In the early days of moviegoing, you didn’t just buy a ticket for one feature-length film and leave once the credits started rolling. You were instead treated to a mix of shorts, newsreels, cartoons, and, eventually, trailers — which, per their name, played after the movie rather than before — with people coming and going throughout the day. The idea for trailers came from Nils Granlund, who in addition to being a business manager for movie theaters worked as a producer on Broadway, which explains why the first trailer was actually for a play: 1913’s The Pleasure Seekers.
Chicago producer William Selig took the idea further that same year by ending each installment of his serialized action-adventure short films with a tantalizing preview of the next chapter — a precursor to ending movies and TV shows on a cliffhanger. Today there are production houses that exclusively make trailers and are handsomely rewarded for their efforts, sometimes to the tune of millions of dollars.

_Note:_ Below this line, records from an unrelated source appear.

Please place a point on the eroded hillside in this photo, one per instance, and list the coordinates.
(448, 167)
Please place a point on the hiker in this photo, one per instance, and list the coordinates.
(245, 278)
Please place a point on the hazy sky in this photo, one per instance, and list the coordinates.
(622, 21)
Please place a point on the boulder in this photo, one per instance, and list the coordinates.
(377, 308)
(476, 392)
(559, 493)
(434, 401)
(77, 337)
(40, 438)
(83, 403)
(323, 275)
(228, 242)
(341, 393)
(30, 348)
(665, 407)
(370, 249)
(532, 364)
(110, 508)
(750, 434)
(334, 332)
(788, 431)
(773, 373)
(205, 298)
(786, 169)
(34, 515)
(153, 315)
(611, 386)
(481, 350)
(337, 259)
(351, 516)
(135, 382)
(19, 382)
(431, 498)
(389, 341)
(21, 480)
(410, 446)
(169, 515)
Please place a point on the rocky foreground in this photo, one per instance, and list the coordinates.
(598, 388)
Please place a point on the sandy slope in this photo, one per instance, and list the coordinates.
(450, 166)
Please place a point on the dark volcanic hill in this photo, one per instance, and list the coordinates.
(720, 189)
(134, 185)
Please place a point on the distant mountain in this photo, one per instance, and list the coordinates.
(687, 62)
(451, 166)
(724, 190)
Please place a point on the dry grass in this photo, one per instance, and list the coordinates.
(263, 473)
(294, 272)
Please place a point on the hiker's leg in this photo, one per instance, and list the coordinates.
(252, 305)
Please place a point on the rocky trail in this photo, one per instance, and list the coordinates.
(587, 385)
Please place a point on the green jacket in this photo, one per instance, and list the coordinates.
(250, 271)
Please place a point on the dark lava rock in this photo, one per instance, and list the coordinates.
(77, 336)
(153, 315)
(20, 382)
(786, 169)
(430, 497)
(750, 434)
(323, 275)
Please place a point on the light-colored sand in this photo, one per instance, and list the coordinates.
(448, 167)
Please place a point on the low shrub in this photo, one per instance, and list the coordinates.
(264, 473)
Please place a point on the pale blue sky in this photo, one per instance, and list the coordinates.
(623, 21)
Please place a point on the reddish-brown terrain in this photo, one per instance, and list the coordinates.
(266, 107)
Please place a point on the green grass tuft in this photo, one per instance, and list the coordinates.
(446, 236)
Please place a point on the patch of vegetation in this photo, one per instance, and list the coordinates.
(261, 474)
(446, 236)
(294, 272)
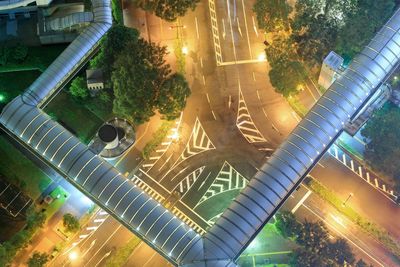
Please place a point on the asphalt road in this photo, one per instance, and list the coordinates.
(233, 115)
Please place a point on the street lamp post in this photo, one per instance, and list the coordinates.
(348, 198)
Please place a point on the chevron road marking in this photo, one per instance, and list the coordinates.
(164, 146)
(189, 180)
(198, 142)
(227, 179)
(245, 123)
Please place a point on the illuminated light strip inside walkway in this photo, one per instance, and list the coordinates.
(256, 203)
(295, 157)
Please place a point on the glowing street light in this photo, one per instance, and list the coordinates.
(73, 255)
(344, 203)
(262, 57)
(175, 135)
(185, 50)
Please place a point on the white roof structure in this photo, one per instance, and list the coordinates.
(254, 206)
(11, 4)
(58, 24)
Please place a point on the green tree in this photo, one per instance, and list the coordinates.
(4, 54)
(71, 223)
(314, 236)
(361, 263)
(382, 135)
(78, 88)
(303, 257)
(287, 224)
(20, 52)
(38, 259)
(172, 97)
(35, 219)
(140, 72)
(272, 15)
(340, 252)
(111, 46)
(169, 10)
(362, 23)
(287, 76)
(104, 96)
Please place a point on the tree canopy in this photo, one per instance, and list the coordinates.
(362, 22)
(111, 46)
(79, 88)
(169, 10)
(382, 135)
(71, 223)
(142, 83)
(287, 225)
(287, 76)
(172, 97)
(272, 14)
(38, 259)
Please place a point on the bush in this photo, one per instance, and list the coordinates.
(158, 137)
(370, 228)
(38, 260)
(78, 88)
(287, 225)
(71, 223)
(9, 249)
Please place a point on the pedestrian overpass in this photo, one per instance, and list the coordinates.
(254, 206)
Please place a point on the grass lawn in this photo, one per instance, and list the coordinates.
(122, 254)
(74, 116)
(14, 83)
(57, 202)
(38, 58)
(16, 168)
(216, 204)
(269, 248)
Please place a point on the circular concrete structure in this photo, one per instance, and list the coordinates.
(109, 135)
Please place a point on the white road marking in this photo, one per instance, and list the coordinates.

Between 1919 and 1960, almost every movie trailer was produced by the National Screen Service (NSS) — a near-monopoly that also included posters and other marketing materials. Like a lot of cinematic innovations from the era, we have Alfred Hitchcock to thank for ending their reign: The “master of suspense” began making his own trailers, including a six-and-a-half-minute preview of Psycho, and other filmmakers followed suit. Trailers have long been recognized as an art form unto themselves, with many moviegoers arriving to theaters early just to see them.